Ohio Derby
- Class: Grade III
- Location: Thistledown Racecourse North Randall, Ohio, United States
- Inaugurated: 1876
- Race type: Thoroughbred – Flat racing
- Website: www.thistledown.com

Race information
- Distance: 11⁄8 miles (9 furlongs)
- Surface: Dirt
- Track: left-handed
- Qualification: Three-year-olds
- Weight: 126 lbs
- Purse: US$500,000 (2016)

= Ohio Derby =

The Ohio Derby is an American Thoroughbred horse race held annually in mid-to-late June at Thistledown in North Randall, Ohio.

The Grade III stakes for three-year-olds is run on dirt over a distance of 11/8 miles.

The race currently offers a purse of $500,000.

Inaugurated in 1876 at Chester Park, a racetrack on Spring Grove Avenue in Cincinnati, Ohio, the race was canceled after the 1883 running. It was revived in 1924 by the Maple Heights Park racetrack with future Hall of Fame inductee and that year's Kentucky Derby winner Black Gold claiming victory.

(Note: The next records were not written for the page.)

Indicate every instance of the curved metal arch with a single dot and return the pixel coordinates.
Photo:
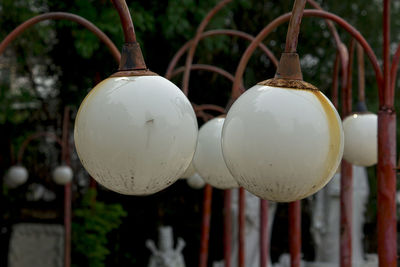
(308, 13)
(206, 34)
(61, 16)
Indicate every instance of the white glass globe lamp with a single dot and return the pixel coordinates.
(63, 175)
(196, 181)
(17, 175)
(361, 139)
(208, 159)
(135, 132)
(190, 171)
(282, 140)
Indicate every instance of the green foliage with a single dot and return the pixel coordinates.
(92, 222)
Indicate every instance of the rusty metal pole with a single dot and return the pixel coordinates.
(61, 16)
(295, 233)
(205, 226)
(346, 178)
(227, 227)
(242, 228)
(264, 237)
(67, 191)
(387, 232)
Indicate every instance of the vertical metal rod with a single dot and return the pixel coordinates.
(361, 73)
(242, 228)
(335, 81)
(295, 233)
(205, 227)
(67, 192)
(126, 20)
(227, 227)
(294, 26)
(387, 232)
(346, 177)
(264, 237)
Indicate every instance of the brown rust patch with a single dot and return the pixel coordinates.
(335, 137)
(128, 73)
(291, 84)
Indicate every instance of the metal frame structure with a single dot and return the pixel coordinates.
(385, 76)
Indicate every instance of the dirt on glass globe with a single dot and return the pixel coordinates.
(282, 144)
(135, 135)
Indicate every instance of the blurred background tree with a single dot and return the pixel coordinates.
(56, 63)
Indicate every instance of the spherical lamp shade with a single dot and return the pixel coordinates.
(63, 175)
(208, 159)
(282, 144)
(17, 175)
(135, 135)
(361, 141)
(196, 182)
(190, 171)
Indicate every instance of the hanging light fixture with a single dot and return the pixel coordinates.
(135, 132)
(17, 175)
(361, 127)
(361, 139)
(63, 175)
(282, 139)
(208, 159)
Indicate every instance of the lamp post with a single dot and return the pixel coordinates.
(386, 127)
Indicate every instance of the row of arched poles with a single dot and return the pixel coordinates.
(386, 137)
(386, 191)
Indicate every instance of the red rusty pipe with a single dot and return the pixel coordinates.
(394, 68)
(361, 74)
(227, 227)
(242, 228)
(200, 30)
(61, 16)
(329, 23)
(208, 107)
(346, 178)
(205, 226)
(264, 237)
(294, 26)
(335, 78)
(67, 190)
(205, 67)
(388, 97)
(307, 13)
(126, 20)
(387, 224)
(387, 232)
(35, 136)
(295, 233)
(206, 34)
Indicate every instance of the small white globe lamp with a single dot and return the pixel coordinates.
(196, 181)
(361, 139)
(63, 175)
(208, 159)
(17, 175)
(282, 139)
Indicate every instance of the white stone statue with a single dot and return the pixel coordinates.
(166, 255)
(34, 244)
(252, 230)
(326, 222)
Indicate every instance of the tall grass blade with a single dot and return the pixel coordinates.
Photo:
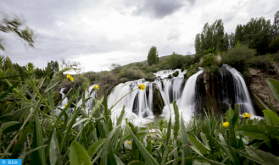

From 1928 thru 1932 the Ohio Derby was hosted by the now defunct Bainbridge Park Race Track in Bainbridge Township, Ohio, built in 1927 by John King and Homer Kline.

Pete D. Anderson, trainer of 2007 winner Delightful Kiss, won this race in 1964 as the jockey on National.

The Ohio Derby was not scheduled to be run in 2009 in order to maintain reasonable purses for area horsemen. However, an announcement was made in August that the Grade II race would run on October 3, 2009, on the Best of Ohio card. This race was downgraded from a graded stakes to a listed stakes in 2014. The race regained graded status in 2017 by The American Graded Stakes Committee of the Thoroughbred Owners and Breeders Association.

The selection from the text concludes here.